The residential home’s employees, mostly West Africans, call her “Mama Jean” out of respect, (at least when I’m around) and are kind when they clean and feed her. For legal reasons, they can bathe my mother but cannot cut her toenails, so I have to call a podiatrist, who sometimes doesn’t show. The workers dress her up to look nice, knowing from the clothes in her wardrobe that she would not be OK wearing the sweats or tracksuits preferred by the other residents; I appreciate this, although I don’t think she notices. They sometimes play salsa music in the kitchen, and when my mother hears it, she moves her shoulders a bit, smiles for a second, and then goes blank again. I wince seeing her fear when they undress her for bed. They are touching her without her permission, but then, she has no way of giving it.
Once in a while, my mother will let me take her hand and walk her to her room, but there is no joy in her eyes or in her grip. The next time she gets pneumonia, the doctor will call hospice instead of writing a script for antibiotics in hopes she will go naturally. We have become anti-vaxxers for everything that is not contagious (my mother would never be OK with spreading something to someone else).
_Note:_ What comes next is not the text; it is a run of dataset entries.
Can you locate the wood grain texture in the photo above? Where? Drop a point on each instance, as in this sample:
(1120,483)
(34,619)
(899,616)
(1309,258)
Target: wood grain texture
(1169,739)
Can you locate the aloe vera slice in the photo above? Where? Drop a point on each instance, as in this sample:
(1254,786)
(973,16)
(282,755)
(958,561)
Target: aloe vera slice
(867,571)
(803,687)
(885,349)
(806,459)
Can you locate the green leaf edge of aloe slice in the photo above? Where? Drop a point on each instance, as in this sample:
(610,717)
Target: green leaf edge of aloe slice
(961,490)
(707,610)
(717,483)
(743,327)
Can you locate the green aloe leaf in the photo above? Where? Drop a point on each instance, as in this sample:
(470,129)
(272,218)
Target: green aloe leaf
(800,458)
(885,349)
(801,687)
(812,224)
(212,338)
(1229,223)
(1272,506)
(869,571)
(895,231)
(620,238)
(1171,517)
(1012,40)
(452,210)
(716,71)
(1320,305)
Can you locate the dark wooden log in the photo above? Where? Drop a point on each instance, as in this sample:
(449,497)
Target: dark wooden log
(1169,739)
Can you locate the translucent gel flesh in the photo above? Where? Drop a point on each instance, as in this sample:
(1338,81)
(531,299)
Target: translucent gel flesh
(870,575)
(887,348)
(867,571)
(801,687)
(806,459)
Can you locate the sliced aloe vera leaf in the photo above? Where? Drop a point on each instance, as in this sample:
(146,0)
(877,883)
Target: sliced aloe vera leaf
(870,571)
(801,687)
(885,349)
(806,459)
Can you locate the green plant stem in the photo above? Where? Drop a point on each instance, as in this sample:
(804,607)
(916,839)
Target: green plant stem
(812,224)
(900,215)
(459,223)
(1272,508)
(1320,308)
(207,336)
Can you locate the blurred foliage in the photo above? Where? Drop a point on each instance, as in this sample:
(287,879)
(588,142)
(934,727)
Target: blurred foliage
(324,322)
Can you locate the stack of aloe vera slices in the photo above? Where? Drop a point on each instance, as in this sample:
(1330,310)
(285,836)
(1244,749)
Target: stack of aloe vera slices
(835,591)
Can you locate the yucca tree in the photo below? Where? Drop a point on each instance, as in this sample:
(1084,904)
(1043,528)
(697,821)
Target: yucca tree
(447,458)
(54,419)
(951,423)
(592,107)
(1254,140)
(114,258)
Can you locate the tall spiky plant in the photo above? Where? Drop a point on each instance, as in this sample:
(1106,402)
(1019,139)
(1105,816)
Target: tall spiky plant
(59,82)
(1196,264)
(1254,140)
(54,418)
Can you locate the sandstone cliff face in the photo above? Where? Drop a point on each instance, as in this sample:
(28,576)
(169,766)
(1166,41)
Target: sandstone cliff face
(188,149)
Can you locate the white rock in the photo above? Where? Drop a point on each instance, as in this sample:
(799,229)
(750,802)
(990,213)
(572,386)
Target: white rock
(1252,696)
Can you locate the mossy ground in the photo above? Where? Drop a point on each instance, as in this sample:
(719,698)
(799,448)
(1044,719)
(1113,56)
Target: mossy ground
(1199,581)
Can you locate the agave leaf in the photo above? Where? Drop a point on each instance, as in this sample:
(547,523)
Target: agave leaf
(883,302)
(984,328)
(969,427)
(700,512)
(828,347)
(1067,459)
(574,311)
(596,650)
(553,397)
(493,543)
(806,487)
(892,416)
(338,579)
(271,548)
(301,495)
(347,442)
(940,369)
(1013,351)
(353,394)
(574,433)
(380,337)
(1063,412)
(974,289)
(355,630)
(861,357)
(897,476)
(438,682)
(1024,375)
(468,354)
That she will get sick soon is her only hope of leaving this hell. And it is hell!
I bristle when people tell me that my mother is still in there, or that I can’t be sure she has no joy. I’m sure, and no, she’s not still in there. But then, she told me that long ago. My mother’s life is like any life where you are a prisoner on a locked floor, it’s hell, and I don’t need to hear the opinions of those who fear death, or who feel compelled to provide their dime store analysis of our situation. My mother was very clear about her wishes, and I am at least grateful that when she was able, she made my job a bit easier by putting her wishes in writing.
The time is soon; now!
Get your Do-Not-Resuscitate (DNR) order in place today. Make sure a trusted friend knows how you feel and will carry out your wishes. File an advanced directive with your doctor and make sure it’s on file wherever it needs to be. Make clear before you are unable that your kids understand it’s your life and what you want is not negotiable based upon how they feel in the moment. If you want to pull out all the stops no matter what, that’s OK too but take the guesswork out for your family.
I could not control my mother’s illness, but my conscience is very clear.